Segundo o Dr. Lucas Beiersdorf, advogado especializado em Direito Imobiliário, não é correto aplicar um modelo padrão de contrato para todos os processos de locação, já que existem muitas peculiaridades envolvidas em cada um deles.

A primeira e mais evidente diferença entre eles é o tempo de duração dos contratos. Os contratos residenciais apresentam, geralmente, uma duração de 30 meses. A partir daí, o proprietário pode requerer o imóvel de volta ou pode ser prorrogado o contrato por outro período. Caso ninguém se manifeste, após 30 dias o contrato será automaticamente prorrogado por prazo indeterminado.

“Já os contratos não residenciais têm vigência decidida pelas duas partes, variando a cada caso. No entanto, é comum que o inquilino tenha interesse em um prazo longo ou à ação renovatória, quando deverá ter 5 anos de contrato, ou vários contratos ininterruptos que resultem em 5 anos. Estes contratos geralmente permitem que o locador faça reformas no imóvel”, explica o Dr Lucas.

Por sua vez, os contratos de temporada não podem exceder o prazo de 90 dias, pois a partir daí já são qualificados como contratos residenciais.

 

Contratos devem ser completos e minuciosos

Outra questão importante é que nos contratos devem constar todas as informações referentes ao estado e ao uso do imóvel.

Nos imóveis comerciais, pode acontecer de que o negócio instalado no local não dê certo, por questões econômicas e de conjuntura que fogem ao controle, tanto do locado, quanto do locatário. Para evitar surpresas, é possível se precaver tomando algumas medidas.

“Havendo um estudo da procedência do locatário e do locador e sendo explorados os detalhes de infraestrutura do imóvel e de sua localização são reduzidas as chances de qualquer problema.
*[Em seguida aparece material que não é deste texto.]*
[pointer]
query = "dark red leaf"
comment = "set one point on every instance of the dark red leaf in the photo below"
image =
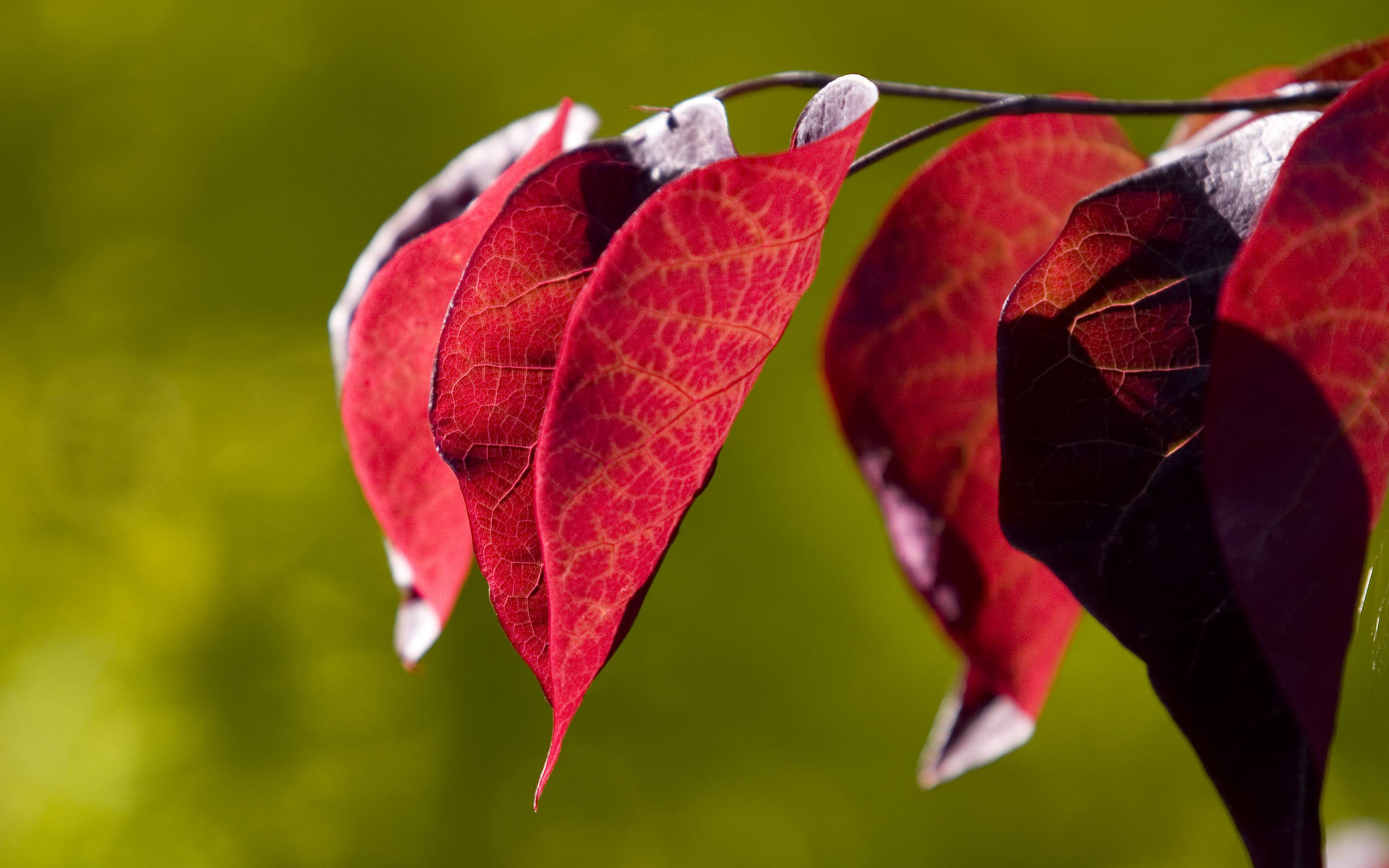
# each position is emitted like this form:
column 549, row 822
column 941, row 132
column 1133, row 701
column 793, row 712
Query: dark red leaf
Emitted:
column 1298, row 421
column 385, row 332
column 504, row 334
column 910, row 363
column 1347, row 64
column 1103, row 362
column 663, row 346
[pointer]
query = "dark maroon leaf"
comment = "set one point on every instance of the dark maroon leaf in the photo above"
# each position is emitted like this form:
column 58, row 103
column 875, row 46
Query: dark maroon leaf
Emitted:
column 1103, row 362
column 910, row 363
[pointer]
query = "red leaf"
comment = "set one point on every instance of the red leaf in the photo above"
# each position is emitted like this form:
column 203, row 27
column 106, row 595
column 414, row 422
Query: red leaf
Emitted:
column 660, row 352
column 1349, row 63
column 504, row 332
column 1298, row 420
column 1341, row 66
column 1103, row 362
column 910, row 362
column 385, row 332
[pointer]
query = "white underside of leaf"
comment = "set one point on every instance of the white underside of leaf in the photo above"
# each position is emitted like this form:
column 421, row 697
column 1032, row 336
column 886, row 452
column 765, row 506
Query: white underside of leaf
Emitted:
column 400, row 570
column 1358, row 843
column 442, row 199
column 688, row 136
column 417, row 628
column 955, row 747
column 834, row 108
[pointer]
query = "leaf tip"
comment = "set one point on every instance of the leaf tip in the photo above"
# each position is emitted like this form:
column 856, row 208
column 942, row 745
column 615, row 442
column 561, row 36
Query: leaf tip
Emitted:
column 561, row 725
column 417, row 628
column 968, row 732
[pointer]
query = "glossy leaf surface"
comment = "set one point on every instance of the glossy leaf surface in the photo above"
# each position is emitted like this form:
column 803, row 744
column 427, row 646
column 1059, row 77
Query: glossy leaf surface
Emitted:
column 663, row 346
column 910, row 363
column 504, row 334
column 1103, row 360
column 391, row 339
column 1298, row 421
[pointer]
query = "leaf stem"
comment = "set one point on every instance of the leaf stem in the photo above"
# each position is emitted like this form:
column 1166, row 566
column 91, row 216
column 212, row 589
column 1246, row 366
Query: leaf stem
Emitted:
column 994, row 103
column 1292, row 96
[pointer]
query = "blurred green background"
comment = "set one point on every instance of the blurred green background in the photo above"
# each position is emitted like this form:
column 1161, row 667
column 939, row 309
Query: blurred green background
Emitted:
column 195, row 610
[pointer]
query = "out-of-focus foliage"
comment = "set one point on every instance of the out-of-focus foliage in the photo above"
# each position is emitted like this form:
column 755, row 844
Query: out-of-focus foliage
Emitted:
column 195, row 609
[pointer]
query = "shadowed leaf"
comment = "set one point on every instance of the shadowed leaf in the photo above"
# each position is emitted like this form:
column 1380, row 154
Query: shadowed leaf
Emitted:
column 504, row 332
column 388, row 331
column 663, row 346
column 1103, row 360
column 910, row 363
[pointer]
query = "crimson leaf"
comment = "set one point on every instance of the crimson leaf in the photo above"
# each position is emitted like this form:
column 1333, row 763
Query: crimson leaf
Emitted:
column 910, row 363
column 385, row 330
column 1103, row 362
column 663, row 346
column 504, row 332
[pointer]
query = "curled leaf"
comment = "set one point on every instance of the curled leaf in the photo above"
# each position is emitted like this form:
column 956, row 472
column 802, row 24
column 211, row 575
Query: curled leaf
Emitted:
column 1298, row 419
column 663, row 346
column 385, row 330
column 910, row 363
column 504, row 332
column 1105, row 352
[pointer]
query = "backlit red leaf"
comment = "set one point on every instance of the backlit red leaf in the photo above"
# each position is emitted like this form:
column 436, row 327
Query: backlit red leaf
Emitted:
column 1298, row 420
column 504, row 334
column 385, row 332
column 910, row 363
column 1103, row 359
column 663, row 346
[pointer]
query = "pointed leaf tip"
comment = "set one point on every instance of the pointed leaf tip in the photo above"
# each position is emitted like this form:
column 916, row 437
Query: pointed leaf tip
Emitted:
column 561, row 727
column 417, row 628
column 971, row 731
column 663, row 345
column 909, row 356
column 1116, row 326
column 501, row 339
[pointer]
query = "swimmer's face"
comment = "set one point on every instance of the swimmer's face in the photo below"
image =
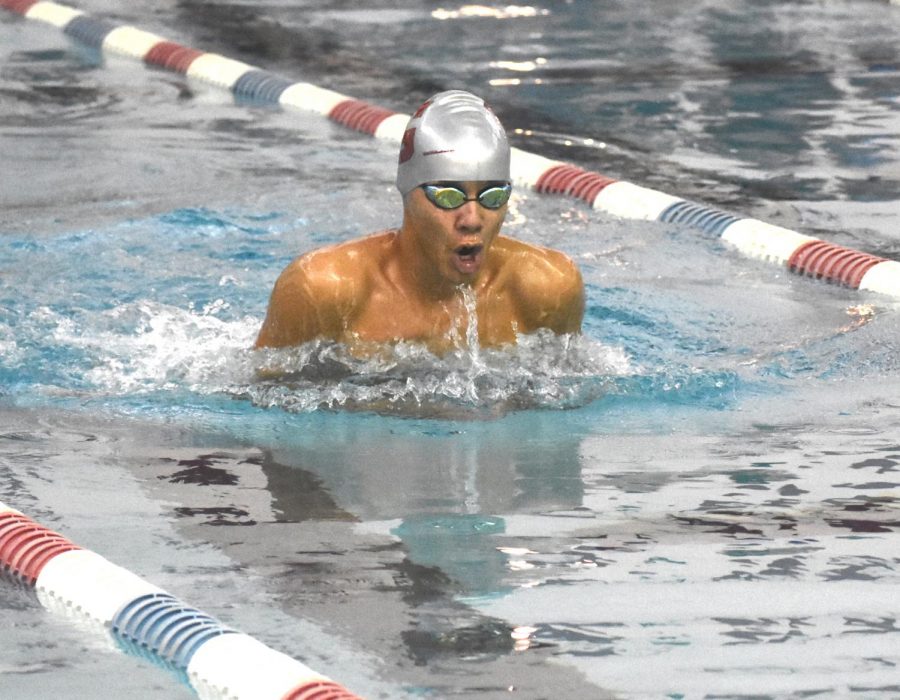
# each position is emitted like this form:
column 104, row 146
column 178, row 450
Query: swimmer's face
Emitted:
column 456, row 241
É importante que se faça um contrato escrito de locação comercial onde devem ser detalhadas com clareza as informações sobre o imóvel e as condições da locação, assim como as penalidades aplicadas em casos de descumprimento das cláusulas contratuais”, sugere o Dr. Lucas Beiersdorf.

Outra situação comum de ser observada é quando um imóvel é alugado como residencial e acaba sendo utilizado para uma atividade comercial. De acordo com a legislação, o imóvel só pode ser usado para a função pela qual é contratado. Segundo o Dr. Lucas, “caso o uso seja realizado de forma contrária, é cabível a ação de despejo, em virtude do uso indevido, com as consequentes penalidades contratuais”.

Com relação aos contratos de locação, é importante que o Corretor de Imóveis tenha um bom conhecimento da legislação, principalmente da Lei do Inquilinato, com foco nos artigos 46 a 57.